Bij het opstellen van het wetsvoorstel is abusievelijk geen rekening gehouden met de tekst van de artikelen 22e, 22f en 22g van de Wet op de telecommunicatievoorzieningen, zoals deze zijn komen te luiden sinds de inwerkingtreding van de Wet van 5 juli 1997 tot wijziging van de bepalingen van de Mediawet, de Wet op de telecommunicatievoorzieningen en de Radio-Omroep-Zender-Wet 1935 in verband met de liberalisering van de mediawetgeving (Stb. 336). Het betreft hier een beperking op de doorgifteplicht van het standaardpakket, een bepaling inzake kanaaldeling en een verdere nuancering van de ontheffingsbevoegdheid. Deze bepalingen dienen ingevolge de systematiek die aan het wetsvoorstel ten grondslag ligt in artikel 82i van de Mediawet te worden ingebracht. De in dit onderdeel opgenomen wijzigingen strekken daartoe.

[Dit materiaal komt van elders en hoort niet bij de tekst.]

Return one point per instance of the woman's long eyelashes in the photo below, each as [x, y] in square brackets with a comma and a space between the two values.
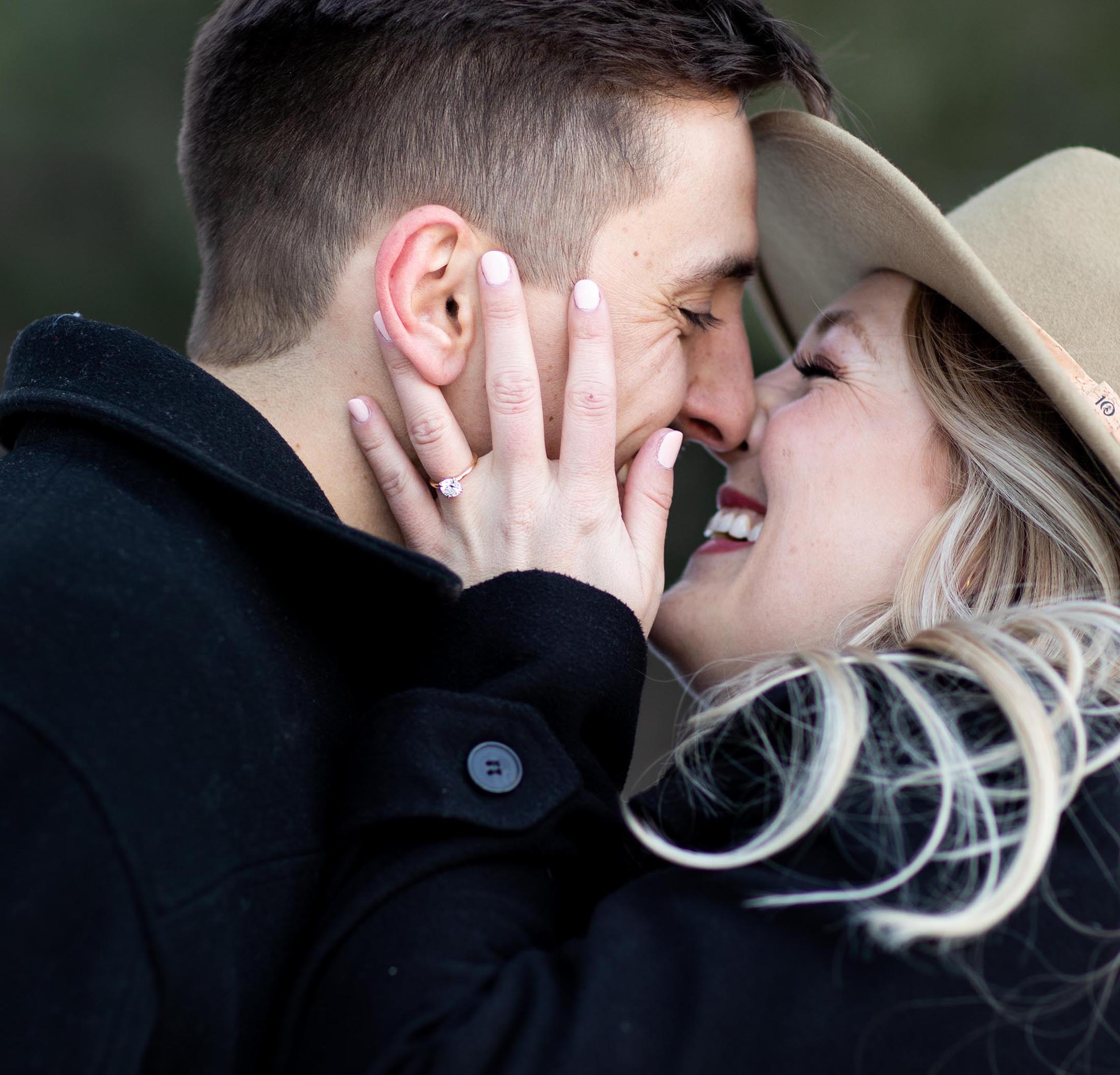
[815, 366]
[704, 322]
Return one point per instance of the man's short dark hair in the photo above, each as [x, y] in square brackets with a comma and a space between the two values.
[307, 121]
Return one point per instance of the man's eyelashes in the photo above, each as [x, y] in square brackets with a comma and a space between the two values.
[814, 366]
[704, 322]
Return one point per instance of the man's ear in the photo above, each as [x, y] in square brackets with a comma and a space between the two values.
[428, 292]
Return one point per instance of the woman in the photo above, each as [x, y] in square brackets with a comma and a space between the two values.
[892, 821]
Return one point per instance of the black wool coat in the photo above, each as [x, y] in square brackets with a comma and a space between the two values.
[211, 688]
[480, 969]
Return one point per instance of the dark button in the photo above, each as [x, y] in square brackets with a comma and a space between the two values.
[494, 768]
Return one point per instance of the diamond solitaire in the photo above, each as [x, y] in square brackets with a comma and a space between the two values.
[453, 486]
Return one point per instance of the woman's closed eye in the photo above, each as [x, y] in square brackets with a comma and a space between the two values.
[815, 366]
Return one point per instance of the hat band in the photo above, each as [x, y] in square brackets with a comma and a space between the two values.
[1102, 395]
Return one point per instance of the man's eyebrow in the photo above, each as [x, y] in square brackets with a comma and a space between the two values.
[734, 267]
[850, 320]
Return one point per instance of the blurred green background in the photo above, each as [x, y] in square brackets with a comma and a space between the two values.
[956, 93]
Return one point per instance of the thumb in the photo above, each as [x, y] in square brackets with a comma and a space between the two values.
[647, 499]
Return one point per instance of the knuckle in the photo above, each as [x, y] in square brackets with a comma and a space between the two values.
[373, 440]
[586, 512]
[513, 392]
[505, 310]
[590, 328]
[661, 499]
[592, 399]
[518, 521]
[394, 482]
[428, 429]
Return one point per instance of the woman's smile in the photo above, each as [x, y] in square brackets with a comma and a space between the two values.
[839, 476]
[737, 523]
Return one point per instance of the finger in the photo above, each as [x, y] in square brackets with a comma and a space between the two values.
[591, 418]
[513, 387]
[647, 500]
[407, 493]
[433, 429]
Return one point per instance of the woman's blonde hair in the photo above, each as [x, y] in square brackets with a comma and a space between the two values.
[1010, 595]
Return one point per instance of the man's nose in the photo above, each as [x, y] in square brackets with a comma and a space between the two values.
[720, 398]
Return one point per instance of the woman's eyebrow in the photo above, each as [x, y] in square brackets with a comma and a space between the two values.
[850, 321]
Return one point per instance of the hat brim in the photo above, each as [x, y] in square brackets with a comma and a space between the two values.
[831, 211]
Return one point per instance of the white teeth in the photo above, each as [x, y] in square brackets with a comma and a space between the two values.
[740, 527]
[735, 523]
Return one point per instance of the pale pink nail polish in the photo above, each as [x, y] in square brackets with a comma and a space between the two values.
[380, 322]
[587, 295]
[495, 268]
[669, 448]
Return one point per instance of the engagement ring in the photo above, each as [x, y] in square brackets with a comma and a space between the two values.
[454, 486]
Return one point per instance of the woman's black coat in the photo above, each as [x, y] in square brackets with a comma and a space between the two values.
[238, 812]
[521, 954]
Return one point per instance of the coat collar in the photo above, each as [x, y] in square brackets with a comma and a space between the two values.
[70, 365]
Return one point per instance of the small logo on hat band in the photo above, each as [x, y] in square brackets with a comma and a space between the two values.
[1101, 394]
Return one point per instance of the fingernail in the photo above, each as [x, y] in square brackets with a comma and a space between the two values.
[587, 295]
[380, 322]
[495, 268]
[669, 448]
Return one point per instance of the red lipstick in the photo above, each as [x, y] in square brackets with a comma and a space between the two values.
[729, 496]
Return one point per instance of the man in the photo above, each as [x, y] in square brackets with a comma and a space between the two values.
[210, 618]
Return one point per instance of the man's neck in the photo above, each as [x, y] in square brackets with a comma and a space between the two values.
[304, 395]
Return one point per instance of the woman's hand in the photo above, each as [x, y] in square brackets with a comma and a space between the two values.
[518, 508]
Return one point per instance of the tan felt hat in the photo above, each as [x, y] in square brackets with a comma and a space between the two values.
[1034, 259]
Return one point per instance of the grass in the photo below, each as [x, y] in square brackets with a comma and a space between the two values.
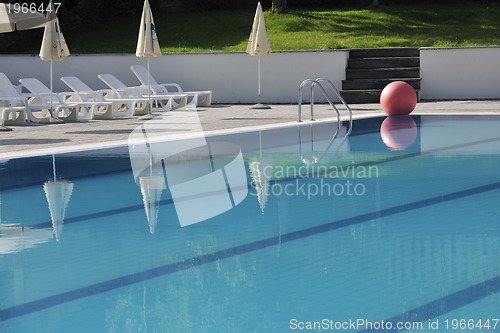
[441, 25]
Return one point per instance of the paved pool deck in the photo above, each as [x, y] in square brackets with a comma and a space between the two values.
[37, 139]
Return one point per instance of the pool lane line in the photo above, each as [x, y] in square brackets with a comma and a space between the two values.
[441, 306]
[98, 288]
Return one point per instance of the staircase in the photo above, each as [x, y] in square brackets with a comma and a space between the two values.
[370, 70]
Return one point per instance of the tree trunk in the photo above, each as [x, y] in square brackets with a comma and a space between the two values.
[279, 6]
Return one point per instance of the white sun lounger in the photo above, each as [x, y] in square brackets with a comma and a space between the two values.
[67, 111]
[159, 102]
[112, 107]
[199, 98]
[18, 113]
[17, 108]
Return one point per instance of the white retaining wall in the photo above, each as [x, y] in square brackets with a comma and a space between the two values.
[460, 73]
[447, 73]
[231, 76]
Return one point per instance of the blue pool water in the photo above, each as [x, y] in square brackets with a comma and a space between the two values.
[399, 225]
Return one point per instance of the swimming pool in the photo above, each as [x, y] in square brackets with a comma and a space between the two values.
[392, 227]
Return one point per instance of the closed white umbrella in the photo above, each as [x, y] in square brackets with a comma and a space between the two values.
[53, 43]
[259, 45]
[147, 43]
[13, 18]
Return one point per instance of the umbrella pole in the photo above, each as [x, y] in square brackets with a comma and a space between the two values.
[54, 165]
[259, 105]
[258, 78]
[51, 90]
[150, 109]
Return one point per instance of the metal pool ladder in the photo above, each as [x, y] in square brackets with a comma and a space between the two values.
[317, 82]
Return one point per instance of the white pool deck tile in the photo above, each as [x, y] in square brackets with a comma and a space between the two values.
[38, 139]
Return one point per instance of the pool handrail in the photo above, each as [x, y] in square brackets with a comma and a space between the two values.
[341, 100]
[318, 81]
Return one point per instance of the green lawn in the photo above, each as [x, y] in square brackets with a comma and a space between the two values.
[387, 26]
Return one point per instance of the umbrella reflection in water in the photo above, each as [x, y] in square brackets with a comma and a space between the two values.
[58, 193]
[152, 184]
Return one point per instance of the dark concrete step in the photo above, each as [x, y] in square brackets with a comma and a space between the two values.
[385, 62]
[385, 52]
[361, 96]
[368, 84]
[383, 73]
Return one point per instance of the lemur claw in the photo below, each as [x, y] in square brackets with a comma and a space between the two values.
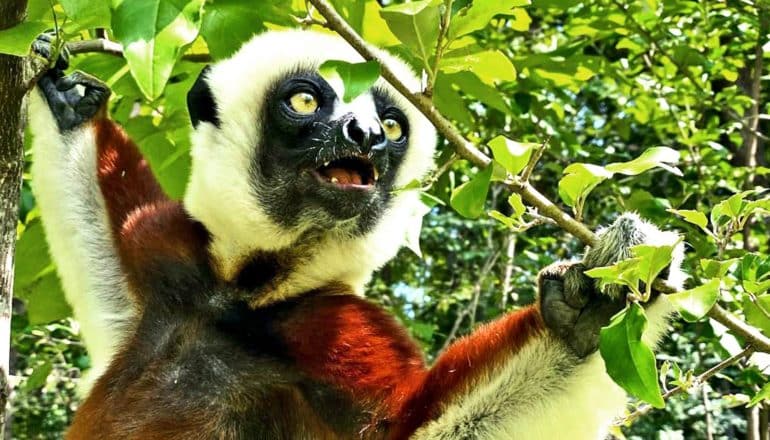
[573, 309]
[70, 106]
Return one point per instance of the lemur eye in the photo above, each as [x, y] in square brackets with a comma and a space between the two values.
[392, 129]
[303, 103]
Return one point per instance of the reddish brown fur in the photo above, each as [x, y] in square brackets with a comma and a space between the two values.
[330, 336]
[356, 346]
[146, 224]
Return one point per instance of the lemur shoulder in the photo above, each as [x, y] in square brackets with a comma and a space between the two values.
[237, 313]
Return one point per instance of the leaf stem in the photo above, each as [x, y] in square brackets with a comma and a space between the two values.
[470, 152]
[697, 382]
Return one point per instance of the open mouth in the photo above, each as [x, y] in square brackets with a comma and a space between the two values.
[348, 172]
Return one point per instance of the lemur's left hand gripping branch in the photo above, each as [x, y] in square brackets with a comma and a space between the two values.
[467, 150]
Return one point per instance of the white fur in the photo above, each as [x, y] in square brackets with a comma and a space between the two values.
[542, 392]
[74, 217]
[221, 196]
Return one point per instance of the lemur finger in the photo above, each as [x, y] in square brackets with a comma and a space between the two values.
[597, 314]
[557, 314]
[578, 287]
[63, 60]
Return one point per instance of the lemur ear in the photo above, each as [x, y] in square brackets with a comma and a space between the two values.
[200, 101]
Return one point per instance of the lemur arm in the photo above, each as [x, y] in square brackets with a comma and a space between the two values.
[79, 157]
[533, 373]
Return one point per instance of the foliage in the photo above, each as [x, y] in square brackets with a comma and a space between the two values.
[612, 94]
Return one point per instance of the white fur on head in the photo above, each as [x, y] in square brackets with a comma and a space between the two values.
[220, 193]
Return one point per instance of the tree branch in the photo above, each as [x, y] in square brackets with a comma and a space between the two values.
[468, 151]
[103, 45]
[14, 73]
[697, 382]
[464, 148]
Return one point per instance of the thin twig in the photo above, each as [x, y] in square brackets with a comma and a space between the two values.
[536, 155]
[697, 382]
[103, 45]
[468, 151]
[440, 45]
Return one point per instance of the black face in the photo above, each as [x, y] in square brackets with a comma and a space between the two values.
[322, 165]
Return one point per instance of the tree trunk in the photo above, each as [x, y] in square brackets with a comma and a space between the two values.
[12, 89]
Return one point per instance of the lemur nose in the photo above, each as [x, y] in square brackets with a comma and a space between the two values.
[367, 138]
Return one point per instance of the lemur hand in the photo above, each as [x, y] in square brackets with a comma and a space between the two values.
[71, 106]
[572, 308]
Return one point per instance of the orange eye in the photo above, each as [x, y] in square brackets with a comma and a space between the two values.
[392, 129]
[303, 103]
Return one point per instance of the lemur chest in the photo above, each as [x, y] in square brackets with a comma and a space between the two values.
[229, 376]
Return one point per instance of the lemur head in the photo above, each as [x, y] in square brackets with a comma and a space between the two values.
[281, 161]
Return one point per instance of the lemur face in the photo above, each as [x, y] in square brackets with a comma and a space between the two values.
[277, 153]
[324, 158]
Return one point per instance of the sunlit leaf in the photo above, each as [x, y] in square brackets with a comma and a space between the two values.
[579, 180]
[88, 13]
[480, 14]
[758, 314]
[693, 304]
[356, 77]
[490, 66]
[695, 217]
[658, 157]
[416, 24]
[762, 394]
[153, 34]
[629, 361]
[468, 199]
[512, 155]
[18, 39]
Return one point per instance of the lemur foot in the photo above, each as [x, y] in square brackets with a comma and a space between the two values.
[71, 106]
[572, 308]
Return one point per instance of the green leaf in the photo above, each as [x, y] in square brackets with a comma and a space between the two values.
[512, 155]
[490, 66]
[756, 314]
[653, 260]
[732, 208]
[229, 23]
[579, 180]
[415, 227]
[416, 24]
[520, 20]
[45, 300]
[356, 77]
[517, 205]
[715, 268]
[629, 361]
[154, 34]
[762, 394]
[658, 157]
[39, 376]
[18, 39]
[693, 304]
[479, 15]
[468, 199]
[88, 13]
[470, 84]
[695, 217]
[625, 273]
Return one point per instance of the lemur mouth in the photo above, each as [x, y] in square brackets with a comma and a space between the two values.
[353, 172]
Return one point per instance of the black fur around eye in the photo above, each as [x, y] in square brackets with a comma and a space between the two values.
[393, 113]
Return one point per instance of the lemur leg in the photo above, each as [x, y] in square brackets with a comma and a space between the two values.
[70, 159]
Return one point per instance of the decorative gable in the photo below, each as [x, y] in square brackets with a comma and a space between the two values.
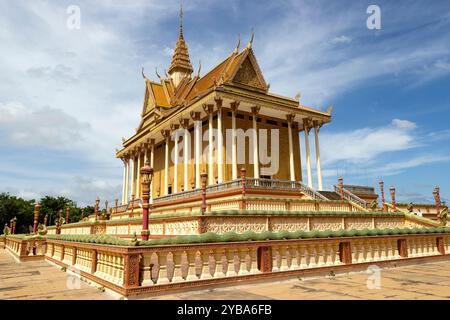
[248, 73]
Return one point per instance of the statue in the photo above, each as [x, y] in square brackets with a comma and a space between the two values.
[41, 229]
[6, 230]
[373, 205]
[410, 207]
[443, 216]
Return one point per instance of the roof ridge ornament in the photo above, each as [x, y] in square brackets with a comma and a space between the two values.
[249, 45]
[236, 50]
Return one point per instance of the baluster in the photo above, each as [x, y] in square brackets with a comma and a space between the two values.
[243, 254]
[284, 255]
[275, 259]
[162, 277]
[219, 255]
[191, 274]
[205, 269]
[254, 260]
[231, 272]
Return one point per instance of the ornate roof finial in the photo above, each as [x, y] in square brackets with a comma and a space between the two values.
[236, 50]
[181, 18]
[249, 45]
[199, 67]
[157, 74]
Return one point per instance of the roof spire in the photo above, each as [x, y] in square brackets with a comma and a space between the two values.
[181, 18]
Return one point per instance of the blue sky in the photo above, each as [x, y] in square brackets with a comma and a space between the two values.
[68, 96]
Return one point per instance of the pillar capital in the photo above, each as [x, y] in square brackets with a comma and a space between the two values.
[234, 106]
[184, 123]
[290, 118]
[255, 110]
[219, 102]
[165, 133]
[208, 108]
[195, 116]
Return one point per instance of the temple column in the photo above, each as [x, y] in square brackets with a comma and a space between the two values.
[124, 179]
[234, 107]
[308, 153]
[152, 158]
[209, 109]
[137, 175]
[197, 146]
[166, 135]
[219, 141]
[185, 125]
[255, 111]
[319, 168]
[290, 118]
[133, 176]
[175, 160]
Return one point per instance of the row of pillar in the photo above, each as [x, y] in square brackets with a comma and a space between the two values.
[133, 163]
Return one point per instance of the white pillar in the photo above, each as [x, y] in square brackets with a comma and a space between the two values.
[291, 149]
[186, 158]
[175, 164]
[219, 143]
[319, 168]
[255, 111]
[127, 181]
[198, 148]
[308, 156]
[211, 150]
[138, 177]
[152, 158]
[133, 168]
[234, 107]
[124, 180]
[166, 165]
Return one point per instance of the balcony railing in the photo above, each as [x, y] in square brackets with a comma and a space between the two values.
[251, 183]
[351, 197]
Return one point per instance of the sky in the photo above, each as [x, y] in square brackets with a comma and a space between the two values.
[68, 95]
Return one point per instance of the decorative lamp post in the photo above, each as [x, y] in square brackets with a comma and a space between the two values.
[146, 180]
[394, 207]
[204, 177]
[382, 192]
[97, 203]
[341, 187]
[437, 198]
[244, 180]
[67, 215]
[106, 207]
[37, 206]
[14, 225]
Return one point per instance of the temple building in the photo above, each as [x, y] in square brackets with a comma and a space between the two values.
[218, 123]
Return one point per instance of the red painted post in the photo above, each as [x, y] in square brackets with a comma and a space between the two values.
[97, 202]
[67, 215]
[204, 177]
[341, 187]
[382, 192]
[244, 181]
[146, 180]
[437, 198]
[394, 206]
[37, 206]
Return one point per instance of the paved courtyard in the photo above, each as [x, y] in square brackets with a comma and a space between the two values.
[40, 280]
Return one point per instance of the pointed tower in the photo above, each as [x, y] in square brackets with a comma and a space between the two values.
[181, 66]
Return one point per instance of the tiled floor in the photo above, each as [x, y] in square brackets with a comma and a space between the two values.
[39, 280]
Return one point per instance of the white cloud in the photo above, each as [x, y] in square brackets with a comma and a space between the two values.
[44, 127]
[366, 144]
[341, 40]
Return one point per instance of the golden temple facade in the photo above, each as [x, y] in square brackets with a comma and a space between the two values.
[217, 123]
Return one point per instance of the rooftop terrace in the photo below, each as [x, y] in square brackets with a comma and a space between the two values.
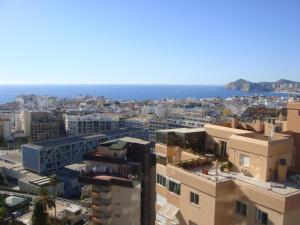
[207, 170]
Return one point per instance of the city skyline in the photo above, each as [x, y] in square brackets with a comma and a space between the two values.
[170, 42]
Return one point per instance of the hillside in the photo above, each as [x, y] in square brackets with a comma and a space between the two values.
[278, 86]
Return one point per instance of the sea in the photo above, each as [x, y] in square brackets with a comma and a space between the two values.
[8, 93]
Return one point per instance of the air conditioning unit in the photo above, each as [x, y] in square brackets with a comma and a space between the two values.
[244, 171]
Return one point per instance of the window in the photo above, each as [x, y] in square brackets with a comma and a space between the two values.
[244, 160]
[241, 208]
[174, 187]
[161, 160]
[194, 198]
[160, 219]
[261, 217]
[223, 148]
[192, 223]
[161, 180]
[160, 200]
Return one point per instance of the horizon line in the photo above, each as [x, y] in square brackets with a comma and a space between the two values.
[150, 84]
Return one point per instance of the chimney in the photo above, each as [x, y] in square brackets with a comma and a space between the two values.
[234, 122]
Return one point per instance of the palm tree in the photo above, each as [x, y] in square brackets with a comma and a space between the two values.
[53, 183]
[45, 199]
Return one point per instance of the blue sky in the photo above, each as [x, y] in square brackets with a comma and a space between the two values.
[148, 42]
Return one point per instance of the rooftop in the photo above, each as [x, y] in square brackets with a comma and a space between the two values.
[64, 141]
[182, 130]
[208, 171]
[106, 180]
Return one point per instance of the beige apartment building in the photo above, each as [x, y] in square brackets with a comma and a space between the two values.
[220, 175]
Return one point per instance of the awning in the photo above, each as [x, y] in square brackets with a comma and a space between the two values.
[169, 211]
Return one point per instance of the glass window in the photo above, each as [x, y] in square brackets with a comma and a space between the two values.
[161, 180]
[161, 160]
[192, 223]
[160, 200]
[160, 219]
[174, 187]
[241, 208]
[194, 198]
[245, 160]
[261, 217]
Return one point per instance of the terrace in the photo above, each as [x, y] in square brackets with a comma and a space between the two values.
[108, 178]
[220, 171]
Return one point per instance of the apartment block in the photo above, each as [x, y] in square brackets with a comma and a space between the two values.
[121, 173]
[49, 156]
[82, 125]
[219, 175]
[42, 126]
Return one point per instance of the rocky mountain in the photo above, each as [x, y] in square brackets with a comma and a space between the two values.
[278, 86]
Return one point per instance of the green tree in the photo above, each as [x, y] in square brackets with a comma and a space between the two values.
[16, 222]
[1, 179]
[2, 201]
[39, 215]
[2, 140]
[3, 214]
[53, 183]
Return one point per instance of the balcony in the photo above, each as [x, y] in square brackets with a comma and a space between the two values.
[106, 195]
[96, 221]
[108, 179]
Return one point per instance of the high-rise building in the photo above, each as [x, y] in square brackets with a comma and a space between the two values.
[218, 175]
[293, 125]
[121, 173]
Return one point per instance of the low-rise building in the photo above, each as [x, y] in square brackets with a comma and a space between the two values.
[121, 173]
[49, 156]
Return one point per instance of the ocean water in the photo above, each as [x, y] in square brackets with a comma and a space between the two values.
[124, 92]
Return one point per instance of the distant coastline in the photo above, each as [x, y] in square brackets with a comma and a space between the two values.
[8, 93]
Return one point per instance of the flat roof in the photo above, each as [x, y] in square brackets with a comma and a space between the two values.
[287, 189]
[63, 141]
[183, 130]
[134, 140]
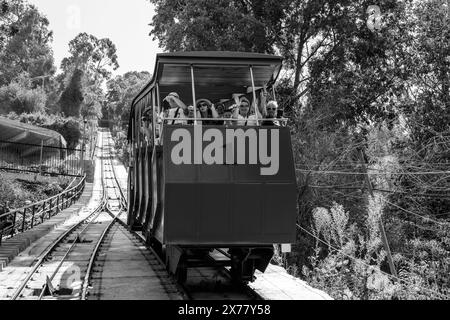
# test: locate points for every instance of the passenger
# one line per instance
(242, 114)
(271, 113)
(178, 110)
(228, 114)
(207, 110)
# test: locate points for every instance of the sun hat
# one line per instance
(203, 100)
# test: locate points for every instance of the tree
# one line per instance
(72, 97)
(20, 97)
(211, 25)
(95, 57)
(121, 92)
(24, 42)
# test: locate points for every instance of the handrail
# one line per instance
(39, 210)
(45, 200)
(282, 120)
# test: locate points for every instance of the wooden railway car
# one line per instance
(197, 188)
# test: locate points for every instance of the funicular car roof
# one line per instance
(217, 73)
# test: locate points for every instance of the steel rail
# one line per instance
(87, 277)
(96, 212)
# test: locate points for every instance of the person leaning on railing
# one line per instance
(176, 109)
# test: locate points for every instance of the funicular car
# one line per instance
(196, 189)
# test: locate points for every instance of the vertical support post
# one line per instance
(41, 158)
(33, 212)
(380, 221)
(14, 224)
(83, 146)
(24, 221)
(255, 106)
(193, 94)
(158, 112)
(155, 114)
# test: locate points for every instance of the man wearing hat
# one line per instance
(177, 109)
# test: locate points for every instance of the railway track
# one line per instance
(98, 258)
(78, 264)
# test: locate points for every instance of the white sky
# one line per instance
(126, 23)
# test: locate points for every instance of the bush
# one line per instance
(19, 97)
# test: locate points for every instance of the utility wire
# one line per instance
(372, 173)
(446, 224)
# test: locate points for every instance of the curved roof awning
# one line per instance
(16, 133)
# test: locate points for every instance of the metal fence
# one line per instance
(23, 219)
(42, 159)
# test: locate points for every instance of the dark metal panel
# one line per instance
(229, 204)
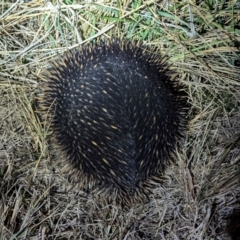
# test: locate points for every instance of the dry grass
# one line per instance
(201, 200)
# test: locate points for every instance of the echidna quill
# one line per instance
(116, 116)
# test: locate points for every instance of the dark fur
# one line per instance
(116, 116)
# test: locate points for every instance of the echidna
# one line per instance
(116, 116)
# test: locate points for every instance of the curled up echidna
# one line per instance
(116, 116)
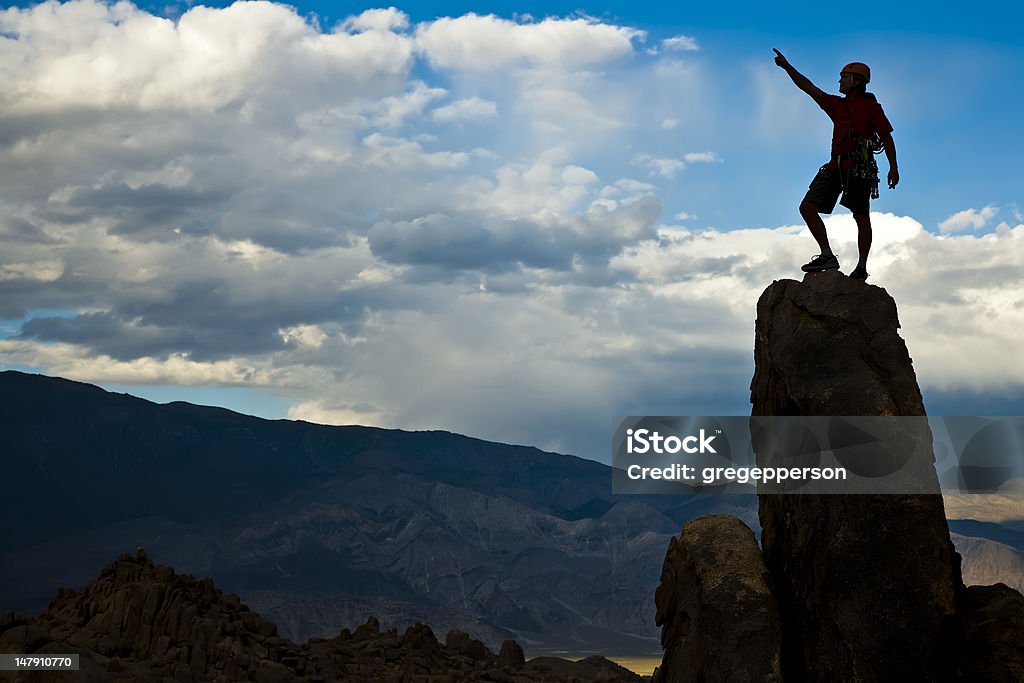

62, artikelen 19.17 en 19.18

In het voorstel van wet tot wijziging van bepalingen van de Mediawet in verband met de privatisering van het Nederlands Omroepproduktiebedrijf N.V. (kamerstukken 25 312) komt de Beheerstichting die de aandelen van het NOB beheert van rechtswege te vervallen. De daarop betrekking hebbende begripsbepaling in artikel 1 van de Mediawet vervalt. In verband daarmee dienen ook in het onderhavige wetsvoorstel enkele technische wijzigingen te worden aangebracht. Een en ander is aldus geregeld dat het nieuwe artikel 19.17 uitgaat van het geval dat het NOB-wetsvoorstel, nadat het tot wet is verheven, eerder in werking treedt dan het onderhavige wetsvoorstel. Het nieuwe artikel 19.18 gaat uit van het geval dat het NOB-wetsvoorstel, nadat het tot wet is verweven, op hetzelfde tijdstip als of op een later tijdstip dan artikel 19.7, onderdeel C, van het onderhavige wetsvoorstel in werking treedt.

artikel 19.19

Het nieuw voorgestelde artikel 19.19 bevat een samenloopbepaling waarin het onderhavige wetsvoorstel wordt afgestemd op het wetsvoorstel bijzondere opsporingsbevoegdheden (kamerstukken II 1996/97, 25 403, nrs. 1–3). Artikel 19.12 van het wetsvoorstel bevat een wijziging van het Wetboek van Strafvordering (WSv) die bij inwerkingtreding van het wetsvoorstel bijzondere opsporingsbevoegdheden niet meer relevant is omdat dan artikel 125f WSv vervalt. Zorgt artikel 19.12 van het wetsvoorstel voor wijziging van het huidige WSv, de samenloopbepaling zorgt voor wijziging van het WSv, zoals dat komt te luiden na inwerkingtreding van het wetsvoorstel bijzondere opsporingsbevoegdheden.